Türk edebiyatının usta hikayecisi Mustafa Kutlu, 2018'e İlmihal Yahut Arzuhal isimli deneme kitabıyla giriş yaptı. Bu ilmihalde ne var? Elbette Kutlu var. Ben varım, sen varsın; hayatın içinde ne varsa o var. Yanısıra kitap, abdest, namaz, oruç, zekat, hac, gusül, ezan, cami, cuma, ahlak, vicdan, tevbe, şükür, kanaat, nasip, niyet, haya, tevekkül, rahmet ve merhamet var. Ekmeği bölüşmek var.

Yeni Şafak ve
04:00 - 10/03/2018 Cumartesi
Güncelleme: 04:38 - 10/03/2018 Cumartesi
Yeni Şafak
​Türk edebiyatının usta hikayecisi Mustafa Kutlu
FOTOĞRAF: SEDAT ÖZKÖMEÇ
​Türk edebiyatının usta hikayecisi Mustafa Kutlu FOTOĞRAF: SEDAT ÖZKÖMEÇ

Sanırım Şubat’ın 9’uydu, sipariş ettiğim kitapları almak için Cağaloğlu’ndaki Ana Kitabevi’ne gitmiştim. Orada Mustafa Kutlu (Ağabey) ile karşılaştık. Kucaklaştık, hasbihal ettik. “Yeni bir kitap var Hakkı Baba, ilmihal yazdım” dedi, “Okumadan geçemeyeceksin!” Bu karşılaşmadan on bir gün sonra, “İlmihal çıktı” dediler; koştum kitabevine.
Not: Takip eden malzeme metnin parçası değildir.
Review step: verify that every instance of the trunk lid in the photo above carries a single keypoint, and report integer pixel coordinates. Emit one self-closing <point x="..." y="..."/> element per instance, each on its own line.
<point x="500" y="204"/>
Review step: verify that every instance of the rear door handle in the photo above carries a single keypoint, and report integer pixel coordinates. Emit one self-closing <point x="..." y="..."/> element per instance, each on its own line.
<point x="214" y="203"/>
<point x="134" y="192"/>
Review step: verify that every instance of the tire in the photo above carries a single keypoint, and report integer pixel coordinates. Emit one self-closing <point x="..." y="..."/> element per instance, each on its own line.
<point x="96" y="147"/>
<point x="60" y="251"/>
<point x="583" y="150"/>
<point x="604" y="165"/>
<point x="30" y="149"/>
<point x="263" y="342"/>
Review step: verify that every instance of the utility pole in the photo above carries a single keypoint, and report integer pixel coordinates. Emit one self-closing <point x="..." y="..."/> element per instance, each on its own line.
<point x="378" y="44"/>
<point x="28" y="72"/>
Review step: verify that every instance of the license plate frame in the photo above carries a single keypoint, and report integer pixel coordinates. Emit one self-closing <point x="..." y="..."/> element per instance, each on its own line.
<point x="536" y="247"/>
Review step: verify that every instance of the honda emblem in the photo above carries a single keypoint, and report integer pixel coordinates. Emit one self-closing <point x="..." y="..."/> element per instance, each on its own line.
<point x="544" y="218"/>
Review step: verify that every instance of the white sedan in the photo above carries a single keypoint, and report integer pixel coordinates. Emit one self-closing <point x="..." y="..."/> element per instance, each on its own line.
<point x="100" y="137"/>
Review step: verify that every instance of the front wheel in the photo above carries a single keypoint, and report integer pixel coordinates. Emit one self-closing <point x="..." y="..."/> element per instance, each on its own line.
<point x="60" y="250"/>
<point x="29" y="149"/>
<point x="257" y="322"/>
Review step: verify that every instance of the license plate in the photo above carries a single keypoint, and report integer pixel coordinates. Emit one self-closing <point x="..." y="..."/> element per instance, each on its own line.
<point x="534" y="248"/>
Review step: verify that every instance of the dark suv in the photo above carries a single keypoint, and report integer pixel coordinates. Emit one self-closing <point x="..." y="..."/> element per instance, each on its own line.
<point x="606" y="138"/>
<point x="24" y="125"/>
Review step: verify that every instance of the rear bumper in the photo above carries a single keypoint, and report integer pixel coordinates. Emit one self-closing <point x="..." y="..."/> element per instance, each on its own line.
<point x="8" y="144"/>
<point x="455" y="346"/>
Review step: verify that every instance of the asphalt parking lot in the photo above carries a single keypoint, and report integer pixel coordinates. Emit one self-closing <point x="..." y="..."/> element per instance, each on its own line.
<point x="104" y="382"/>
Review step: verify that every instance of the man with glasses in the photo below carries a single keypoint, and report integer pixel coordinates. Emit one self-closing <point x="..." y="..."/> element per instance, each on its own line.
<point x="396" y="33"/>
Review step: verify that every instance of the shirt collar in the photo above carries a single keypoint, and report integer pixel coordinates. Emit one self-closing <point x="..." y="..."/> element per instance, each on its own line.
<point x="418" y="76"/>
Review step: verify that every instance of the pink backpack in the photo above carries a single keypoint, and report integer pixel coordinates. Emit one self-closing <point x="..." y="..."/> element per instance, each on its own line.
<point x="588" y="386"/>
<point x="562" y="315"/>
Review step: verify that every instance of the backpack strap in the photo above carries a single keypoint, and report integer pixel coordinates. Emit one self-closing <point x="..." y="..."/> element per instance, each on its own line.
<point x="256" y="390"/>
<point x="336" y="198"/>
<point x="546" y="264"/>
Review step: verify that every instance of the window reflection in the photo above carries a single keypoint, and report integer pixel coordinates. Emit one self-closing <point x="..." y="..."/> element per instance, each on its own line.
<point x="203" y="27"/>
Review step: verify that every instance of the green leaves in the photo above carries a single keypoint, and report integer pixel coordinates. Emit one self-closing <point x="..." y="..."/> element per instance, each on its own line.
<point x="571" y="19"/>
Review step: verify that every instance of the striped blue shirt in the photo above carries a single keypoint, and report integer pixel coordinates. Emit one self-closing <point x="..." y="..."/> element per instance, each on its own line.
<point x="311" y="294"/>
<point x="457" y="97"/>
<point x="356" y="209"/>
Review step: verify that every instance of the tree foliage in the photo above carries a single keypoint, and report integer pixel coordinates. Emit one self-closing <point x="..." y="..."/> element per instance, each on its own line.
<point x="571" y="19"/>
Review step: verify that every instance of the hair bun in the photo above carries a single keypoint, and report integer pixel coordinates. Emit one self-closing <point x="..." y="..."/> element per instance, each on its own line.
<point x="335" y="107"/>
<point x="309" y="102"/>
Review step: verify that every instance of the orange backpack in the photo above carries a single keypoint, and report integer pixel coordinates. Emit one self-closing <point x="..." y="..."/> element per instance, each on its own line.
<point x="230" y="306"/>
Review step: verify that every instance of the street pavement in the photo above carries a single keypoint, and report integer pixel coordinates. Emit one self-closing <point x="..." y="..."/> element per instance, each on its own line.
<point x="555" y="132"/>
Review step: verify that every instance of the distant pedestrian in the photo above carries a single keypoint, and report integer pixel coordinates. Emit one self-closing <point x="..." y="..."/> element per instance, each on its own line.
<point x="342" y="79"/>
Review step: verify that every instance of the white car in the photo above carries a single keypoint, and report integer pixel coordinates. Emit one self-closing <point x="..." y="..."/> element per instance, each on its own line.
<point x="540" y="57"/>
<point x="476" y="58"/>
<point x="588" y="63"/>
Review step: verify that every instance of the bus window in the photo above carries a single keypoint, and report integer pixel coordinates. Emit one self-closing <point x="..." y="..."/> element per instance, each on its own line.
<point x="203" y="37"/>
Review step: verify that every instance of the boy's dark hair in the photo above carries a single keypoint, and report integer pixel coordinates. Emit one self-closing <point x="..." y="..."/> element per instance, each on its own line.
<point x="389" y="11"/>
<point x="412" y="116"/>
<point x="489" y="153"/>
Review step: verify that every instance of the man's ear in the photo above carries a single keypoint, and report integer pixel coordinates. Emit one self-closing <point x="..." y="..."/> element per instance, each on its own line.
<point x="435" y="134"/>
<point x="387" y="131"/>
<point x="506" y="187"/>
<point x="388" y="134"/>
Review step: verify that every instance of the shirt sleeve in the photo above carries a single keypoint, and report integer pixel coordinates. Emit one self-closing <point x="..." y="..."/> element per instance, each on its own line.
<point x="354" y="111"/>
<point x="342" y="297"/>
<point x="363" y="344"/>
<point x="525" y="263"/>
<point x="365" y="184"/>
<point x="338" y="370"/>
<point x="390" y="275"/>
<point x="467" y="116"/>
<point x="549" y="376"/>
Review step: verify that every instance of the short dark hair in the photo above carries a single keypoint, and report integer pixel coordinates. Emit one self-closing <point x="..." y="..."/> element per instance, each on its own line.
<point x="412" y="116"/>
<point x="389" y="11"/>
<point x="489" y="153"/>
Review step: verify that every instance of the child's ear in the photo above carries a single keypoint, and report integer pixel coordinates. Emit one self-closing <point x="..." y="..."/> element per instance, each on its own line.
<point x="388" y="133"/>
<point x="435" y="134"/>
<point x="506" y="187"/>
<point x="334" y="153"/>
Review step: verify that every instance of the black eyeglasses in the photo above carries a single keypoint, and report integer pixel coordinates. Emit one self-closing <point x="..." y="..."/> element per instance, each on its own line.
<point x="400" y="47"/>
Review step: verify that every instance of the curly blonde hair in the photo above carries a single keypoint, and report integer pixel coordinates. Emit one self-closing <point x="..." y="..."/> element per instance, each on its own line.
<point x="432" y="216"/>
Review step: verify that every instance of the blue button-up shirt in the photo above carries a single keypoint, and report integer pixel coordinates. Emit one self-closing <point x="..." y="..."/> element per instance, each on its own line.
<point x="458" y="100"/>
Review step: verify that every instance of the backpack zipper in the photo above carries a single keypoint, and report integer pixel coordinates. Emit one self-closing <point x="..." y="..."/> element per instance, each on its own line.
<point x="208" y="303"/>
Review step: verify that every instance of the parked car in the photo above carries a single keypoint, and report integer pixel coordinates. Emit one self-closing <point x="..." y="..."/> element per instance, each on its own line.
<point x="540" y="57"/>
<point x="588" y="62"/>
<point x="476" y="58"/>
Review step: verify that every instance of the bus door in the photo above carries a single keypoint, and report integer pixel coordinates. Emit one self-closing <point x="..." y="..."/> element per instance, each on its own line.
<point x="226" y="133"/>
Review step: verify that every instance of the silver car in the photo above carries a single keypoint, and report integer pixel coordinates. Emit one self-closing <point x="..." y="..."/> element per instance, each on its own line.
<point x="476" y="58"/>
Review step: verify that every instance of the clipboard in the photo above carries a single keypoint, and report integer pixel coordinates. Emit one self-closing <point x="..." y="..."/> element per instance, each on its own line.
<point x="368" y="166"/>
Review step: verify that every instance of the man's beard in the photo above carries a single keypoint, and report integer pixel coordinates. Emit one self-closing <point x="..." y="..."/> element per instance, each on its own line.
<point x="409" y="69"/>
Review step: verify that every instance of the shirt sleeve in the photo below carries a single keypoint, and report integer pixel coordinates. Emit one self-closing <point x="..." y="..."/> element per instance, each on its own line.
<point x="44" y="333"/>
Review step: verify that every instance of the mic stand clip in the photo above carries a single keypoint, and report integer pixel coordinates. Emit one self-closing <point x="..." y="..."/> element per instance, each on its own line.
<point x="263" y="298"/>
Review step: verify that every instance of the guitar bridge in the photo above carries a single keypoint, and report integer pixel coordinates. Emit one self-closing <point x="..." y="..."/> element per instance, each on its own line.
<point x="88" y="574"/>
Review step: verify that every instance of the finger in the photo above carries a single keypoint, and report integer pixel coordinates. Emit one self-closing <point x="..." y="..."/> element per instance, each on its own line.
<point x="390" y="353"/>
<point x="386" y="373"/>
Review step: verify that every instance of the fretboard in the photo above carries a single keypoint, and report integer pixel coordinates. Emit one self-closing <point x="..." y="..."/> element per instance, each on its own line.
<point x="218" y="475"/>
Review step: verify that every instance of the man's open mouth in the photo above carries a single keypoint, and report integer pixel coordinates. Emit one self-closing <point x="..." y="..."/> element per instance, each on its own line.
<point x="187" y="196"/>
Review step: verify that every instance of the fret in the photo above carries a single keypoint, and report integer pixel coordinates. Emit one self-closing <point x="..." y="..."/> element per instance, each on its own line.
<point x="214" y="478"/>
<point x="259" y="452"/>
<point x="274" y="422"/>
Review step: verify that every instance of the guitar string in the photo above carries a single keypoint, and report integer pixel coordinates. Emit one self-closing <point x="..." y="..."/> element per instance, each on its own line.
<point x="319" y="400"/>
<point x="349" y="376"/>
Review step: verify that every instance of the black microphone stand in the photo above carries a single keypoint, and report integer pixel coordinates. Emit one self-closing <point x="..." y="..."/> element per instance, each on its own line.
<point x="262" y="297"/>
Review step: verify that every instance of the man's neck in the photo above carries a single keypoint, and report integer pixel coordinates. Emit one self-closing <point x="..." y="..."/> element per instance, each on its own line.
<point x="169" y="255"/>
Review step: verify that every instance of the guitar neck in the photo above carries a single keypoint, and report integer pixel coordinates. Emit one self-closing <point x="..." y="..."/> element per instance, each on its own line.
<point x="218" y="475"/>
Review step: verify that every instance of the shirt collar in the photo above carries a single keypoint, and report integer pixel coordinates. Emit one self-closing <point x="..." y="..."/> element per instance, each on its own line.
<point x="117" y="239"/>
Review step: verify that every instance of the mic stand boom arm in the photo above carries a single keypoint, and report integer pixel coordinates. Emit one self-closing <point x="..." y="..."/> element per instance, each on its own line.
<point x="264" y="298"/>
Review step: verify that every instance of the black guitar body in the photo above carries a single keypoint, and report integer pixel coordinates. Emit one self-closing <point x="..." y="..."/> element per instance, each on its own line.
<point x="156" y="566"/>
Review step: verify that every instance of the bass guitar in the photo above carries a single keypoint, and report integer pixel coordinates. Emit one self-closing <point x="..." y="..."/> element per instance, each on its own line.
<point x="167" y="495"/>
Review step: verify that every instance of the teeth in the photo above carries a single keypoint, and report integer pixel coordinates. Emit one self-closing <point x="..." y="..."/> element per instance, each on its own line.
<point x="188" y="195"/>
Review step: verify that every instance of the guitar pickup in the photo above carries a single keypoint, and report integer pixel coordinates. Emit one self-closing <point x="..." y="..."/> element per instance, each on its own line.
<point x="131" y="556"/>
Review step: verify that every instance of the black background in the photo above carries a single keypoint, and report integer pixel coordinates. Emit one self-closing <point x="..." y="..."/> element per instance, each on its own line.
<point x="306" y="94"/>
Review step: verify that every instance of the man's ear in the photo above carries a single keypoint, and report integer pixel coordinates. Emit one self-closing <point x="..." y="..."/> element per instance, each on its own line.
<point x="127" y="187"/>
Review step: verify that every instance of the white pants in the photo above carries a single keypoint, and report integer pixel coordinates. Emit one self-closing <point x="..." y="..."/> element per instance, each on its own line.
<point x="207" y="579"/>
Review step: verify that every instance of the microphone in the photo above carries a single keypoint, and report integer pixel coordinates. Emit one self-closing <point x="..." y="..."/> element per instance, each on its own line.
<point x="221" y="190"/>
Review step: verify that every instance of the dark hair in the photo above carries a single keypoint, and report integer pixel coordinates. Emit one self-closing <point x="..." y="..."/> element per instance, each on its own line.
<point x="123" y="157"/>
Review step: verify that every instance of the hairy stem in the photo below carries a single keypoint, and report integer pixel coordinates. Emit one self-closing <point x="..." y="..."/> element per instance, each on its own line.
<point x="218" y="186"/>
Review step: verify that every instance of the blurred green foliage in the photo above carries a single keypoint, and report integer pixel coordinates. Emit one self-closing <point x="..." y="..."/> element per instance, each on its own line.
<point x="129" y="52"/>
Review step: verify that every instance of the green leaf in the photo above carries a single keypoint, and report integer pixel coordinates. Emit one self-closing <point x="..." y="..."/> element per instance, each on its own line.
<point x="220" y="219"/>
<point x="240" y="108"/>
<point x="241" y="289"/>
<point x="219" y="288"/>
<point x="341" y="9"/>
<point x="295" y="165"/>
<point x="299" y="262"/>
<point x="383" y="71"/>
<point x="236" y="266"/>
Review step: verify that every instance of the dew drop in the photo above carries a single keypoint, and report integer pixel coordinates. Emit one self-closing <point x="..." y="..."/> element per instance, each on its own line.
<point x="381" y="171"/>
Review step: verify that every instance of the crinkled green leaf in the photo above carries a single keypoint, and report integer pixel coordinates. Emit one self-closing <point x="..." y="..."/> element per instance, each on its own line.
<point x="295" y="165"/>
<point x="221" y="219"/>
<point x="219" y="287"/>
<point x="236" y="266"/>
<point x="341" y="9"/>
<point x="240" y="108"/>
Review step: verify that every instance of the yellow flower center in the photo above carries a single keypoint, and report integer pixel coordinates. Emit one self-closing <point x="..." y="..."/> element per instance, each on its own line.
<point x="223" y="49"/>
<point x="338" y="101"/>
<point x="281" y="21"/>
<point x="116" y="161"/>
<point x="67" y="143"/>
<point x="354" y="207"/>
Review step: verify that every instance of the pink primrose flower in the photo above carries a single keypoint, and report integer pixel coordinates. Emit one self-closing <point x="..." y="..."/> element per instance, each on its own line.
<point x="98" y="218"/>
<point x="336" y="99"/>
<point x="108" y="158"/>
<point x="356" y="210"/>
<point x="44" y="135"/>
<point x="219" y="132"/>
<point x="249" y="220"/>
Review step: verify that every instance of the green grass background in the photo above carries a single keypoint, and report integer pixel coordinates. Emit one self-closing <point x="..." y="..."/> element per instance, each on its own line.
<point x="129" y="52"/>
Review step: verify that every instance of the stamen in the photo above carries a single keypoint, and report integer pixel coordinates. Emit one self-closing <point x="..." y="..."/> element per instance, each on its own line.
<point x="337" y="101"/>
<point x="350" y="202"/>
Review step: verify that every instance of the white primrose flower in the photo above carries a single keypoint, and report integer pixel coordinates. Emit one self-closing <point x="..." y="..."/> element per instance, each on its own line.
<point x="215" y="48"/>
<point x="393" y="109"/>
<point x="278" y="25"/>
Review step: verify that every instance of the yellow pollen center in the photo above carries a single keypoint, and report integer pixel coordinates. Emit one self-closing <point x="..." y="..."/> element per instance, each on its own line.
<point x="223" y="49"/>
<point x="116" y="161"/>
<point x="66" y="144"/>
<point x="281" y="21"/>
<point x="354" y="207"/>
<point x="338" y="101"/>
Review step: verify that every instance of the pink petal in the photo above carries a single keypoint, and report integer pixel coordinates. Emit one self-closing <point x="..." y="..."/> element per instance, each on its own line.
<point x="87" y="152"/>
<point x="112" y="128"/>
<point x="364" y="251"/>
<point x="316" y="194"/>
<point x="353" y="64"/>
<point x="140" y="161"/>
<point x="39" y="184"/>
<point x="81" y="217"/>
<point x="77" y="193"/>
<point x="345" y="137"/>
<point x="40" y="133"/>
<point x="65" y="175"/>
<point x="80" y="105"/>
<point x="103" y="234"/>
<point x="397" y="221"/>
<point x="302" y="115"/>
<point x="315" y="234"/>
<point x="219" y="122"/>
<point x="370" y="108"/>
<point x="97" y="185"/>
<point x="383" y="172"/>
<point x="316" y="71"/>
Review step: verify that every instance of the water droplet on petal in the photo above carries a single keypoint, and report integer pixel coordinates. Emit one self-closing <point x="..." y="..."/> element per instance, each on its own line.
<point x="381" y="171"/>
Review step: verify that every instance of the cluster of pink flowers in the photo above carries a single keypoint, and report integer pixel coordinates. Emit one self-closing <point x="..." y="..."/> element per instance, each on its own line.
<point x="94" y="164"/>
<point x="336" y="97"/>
Kutlu’nun kitaplarını hep güz mevsimi beklemişimdir. Her güz bir Kutlu kitabı olmazsa olmaz. Deneme kitaplarını da genelde yaza bekleriz. Bu sefer İlmihal’iyle kışın ortasında katıldı aramıza. Kutlu’nun ‘Yahut’lu üçüncü kitabı bu. Bunlardan biri hikaye diğer ikisi ise deneme.

ZARF DA MAZRUF DA GÜZEL

İlmihal Yahut Arzuhal’de 49 deneme yer alıyor. Bunların arasında en uzunu 6 sayfa ile ‘Hac’ başlıklı metin, en kısası ise 2 sayfa ile ‘Ahlak Dersi.’ Diğerleri 3-4 sayfa. Ne çok uzun, ne de kısa. Her yönüyle itinayla hazırlanmış bir kitap. Zarf da mazruf da güzel. Şu tek tük tashihler de olmasa.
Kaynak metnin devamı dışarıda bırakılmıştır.